Unproven “Advanced Recycling” Facilities Have Received Millions in Public Subsidies

When oil and gas companies first launched their campaign to promote recycling to the American public, they pitched the process as a viable and sustainable solution to the plastic pollution problem. More than three decades later, however, the vast majority of plastic waste still ends up incinerated or dumped, less than one-tenth is recycled, and microplastics have been found virtually everywhere on Earth, including the human bloodstream.

The petrochemical industry is now pivoting to another solution: “advanced” recycling. The term, also known as chemical recycling, is used to describe a variety of approaches that can supposedly turn even the most hard-to-recycle plastics into “sustainable” fuels or oils and chemicals that can be used in new plastic production.

But a new, 159-page report, released today by Beyond Plastics and the International Pollutants Elimination Network, or IPEN, casts serious doubt on the technology’s ability to make even a modest dent on the world’s growing plastic burden. In the most comprehensive report on chemical recycling facilities in the U.S. to date, researchers looked at the operations of 11 companies across the country to examine the plastic industry’s claim that chemical recycling can significantly help reduce global plastic pollution.

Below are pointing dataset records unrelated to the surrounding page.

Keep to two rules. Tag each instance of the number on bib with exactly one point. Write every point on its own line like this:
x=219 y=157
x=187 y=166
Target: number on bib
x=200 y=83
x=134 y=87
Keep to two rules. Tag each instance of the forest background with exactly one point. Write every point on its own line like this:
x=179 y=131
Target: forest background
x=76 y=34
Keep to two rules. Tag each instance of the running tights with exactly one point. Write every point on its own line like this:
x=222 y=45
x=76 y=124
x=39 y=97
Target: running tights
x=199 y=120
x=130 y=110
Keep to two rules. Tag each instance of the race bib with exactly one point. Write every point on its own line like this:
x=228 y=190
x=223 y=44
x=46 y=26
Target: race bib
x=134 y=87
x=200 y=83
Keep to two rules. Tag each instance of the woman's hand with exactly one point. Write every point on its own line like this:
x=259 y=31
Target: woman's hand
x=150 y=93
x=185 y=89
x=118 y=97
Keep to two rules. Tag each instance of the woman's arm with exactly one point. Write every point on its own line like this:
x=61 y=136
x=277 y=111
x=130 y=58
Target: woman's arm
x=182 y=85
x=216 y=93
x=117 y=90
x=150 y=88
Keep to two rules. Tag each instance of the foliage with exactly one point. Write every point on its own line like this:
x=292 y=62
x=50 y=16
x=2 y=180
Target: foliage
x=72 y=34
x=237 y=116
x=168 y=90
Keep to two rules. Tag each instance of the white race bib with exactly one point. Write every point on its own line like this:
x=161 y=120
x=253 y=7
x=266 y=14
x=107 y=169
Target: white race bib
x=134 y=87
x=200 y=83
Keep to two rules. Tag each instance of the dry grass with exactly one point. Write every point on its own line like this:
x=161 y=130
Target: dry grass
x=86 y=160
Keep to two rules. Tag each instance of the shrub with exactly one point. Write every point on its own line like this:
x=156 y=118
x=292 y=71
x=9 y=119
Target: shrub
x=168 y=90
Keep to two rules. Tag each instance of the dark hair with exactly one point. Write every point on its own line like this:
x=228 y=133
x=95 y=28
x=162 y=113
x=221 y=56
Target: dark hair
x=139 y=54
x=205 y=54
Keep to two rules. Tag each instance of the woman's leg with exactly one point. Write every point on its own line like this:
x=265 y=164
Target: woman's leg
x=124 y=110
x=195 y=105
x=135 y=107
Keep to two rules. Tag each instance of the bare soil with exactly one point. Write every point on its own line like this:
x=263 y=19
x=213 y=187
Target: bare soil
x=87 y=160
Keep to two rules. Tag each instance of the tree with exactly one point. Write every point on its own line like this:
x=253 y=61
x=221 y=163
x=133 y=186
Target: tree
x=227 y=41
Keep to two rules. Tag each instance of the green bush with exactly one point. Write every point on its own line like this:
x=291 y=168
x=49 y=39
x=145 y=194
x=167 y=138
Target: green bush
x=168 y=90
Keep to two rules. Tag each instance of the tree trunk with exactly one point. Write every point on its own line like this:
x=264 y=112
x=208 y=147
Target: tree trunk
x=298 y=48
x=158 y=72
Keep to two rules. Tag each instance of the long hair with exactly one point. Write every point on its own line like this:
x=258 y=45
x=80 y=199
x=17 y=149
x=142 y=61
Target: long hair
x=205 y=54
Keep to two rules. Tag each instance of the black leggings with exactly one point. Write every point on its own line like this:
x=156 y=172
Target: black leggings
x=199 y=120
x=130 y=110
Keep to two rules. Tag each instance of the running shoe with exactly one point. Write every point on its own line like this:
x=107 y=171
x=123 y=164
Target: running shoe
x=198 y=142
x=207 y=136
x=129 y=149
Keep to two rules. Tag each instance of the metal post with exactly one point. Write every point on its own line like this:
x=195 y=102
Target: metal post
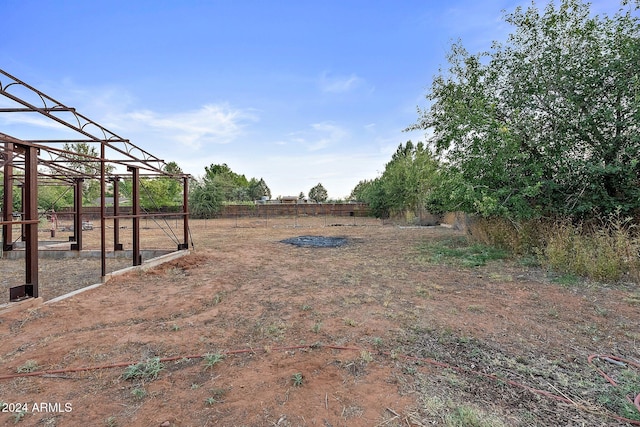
x=77 y=219
x=135 y=195
x=103 y=213
x=185 y=214
x=7 y=199
x=117 y=246
x=30 y=204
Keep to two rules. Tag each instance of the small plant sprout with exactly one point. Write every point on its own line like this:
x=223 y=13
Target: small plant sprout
x=297 y=379
x=18 y=416
x=139 y=393
x=148 y=370
x=366 y=356
x=210 y=360
x=350 y=322
x=29 y=366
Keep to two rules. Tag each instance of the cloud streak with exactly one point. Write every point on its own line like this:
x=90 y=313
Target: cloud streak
x=339 y=84
x=211 y=124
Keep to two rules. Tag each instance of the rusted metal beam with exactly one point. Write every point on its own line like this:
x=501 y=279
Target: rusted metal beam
x=30 y=230
x=77 y=219
x=7 y=199
x=185 y=211
x=135 y=196
x=117 y=246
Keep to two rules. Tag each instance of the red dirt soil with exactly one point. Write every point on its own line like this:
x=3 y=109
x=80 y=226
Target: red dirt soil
x=288 y=310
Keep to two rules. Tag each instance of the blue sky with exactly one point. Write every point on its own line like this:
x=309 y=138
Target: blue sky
x=296 y=92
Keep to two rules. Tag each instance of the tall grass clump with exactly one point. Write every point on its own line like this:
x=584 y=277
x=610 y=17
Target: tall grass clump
x=606 y=250
x=519 y=238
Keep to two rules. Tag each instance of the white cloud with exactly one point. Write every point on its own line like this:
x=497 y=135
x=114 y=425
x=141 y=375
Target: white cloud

“The science and data currently available do not support this claim and actually point to the conclusion that chemical recycling would support expansion of plastic production, while potentially causing unacceptable levels of environmental and social harm — as well as impacts on human health — through emissions, waste generation, energy consumption, and contaminated outputs,” the report’s authors write.

Researchers found that, collectively, the 11 facilities have the stated ability to process less than 1.3 percent of America’s annual plastic waste. Additionally, it was unclear if many of the facilities were even operating at their maximum stated capacity.

“There’s an enormous amount of industry-driven hype around chemical recycling and the main reason for that is they don’t want to see legislation at the state or federal level that restricts the production of plastic,” said Lee Bell, policy adviser to IPEN, a network of more than 600 nongovernmental organizations in over 125 countries. “It’s widely agreed that the only way to reduce plastic pollution in a substantive way is to cut production of plastic itself.”

“What data we do have raises red flags about this technology,” said Bell. “If we were to see wide-scale scale-up and build-out, we could foresee very, very significant emission impacts and very little to show for it in terms of recycled plastic production.”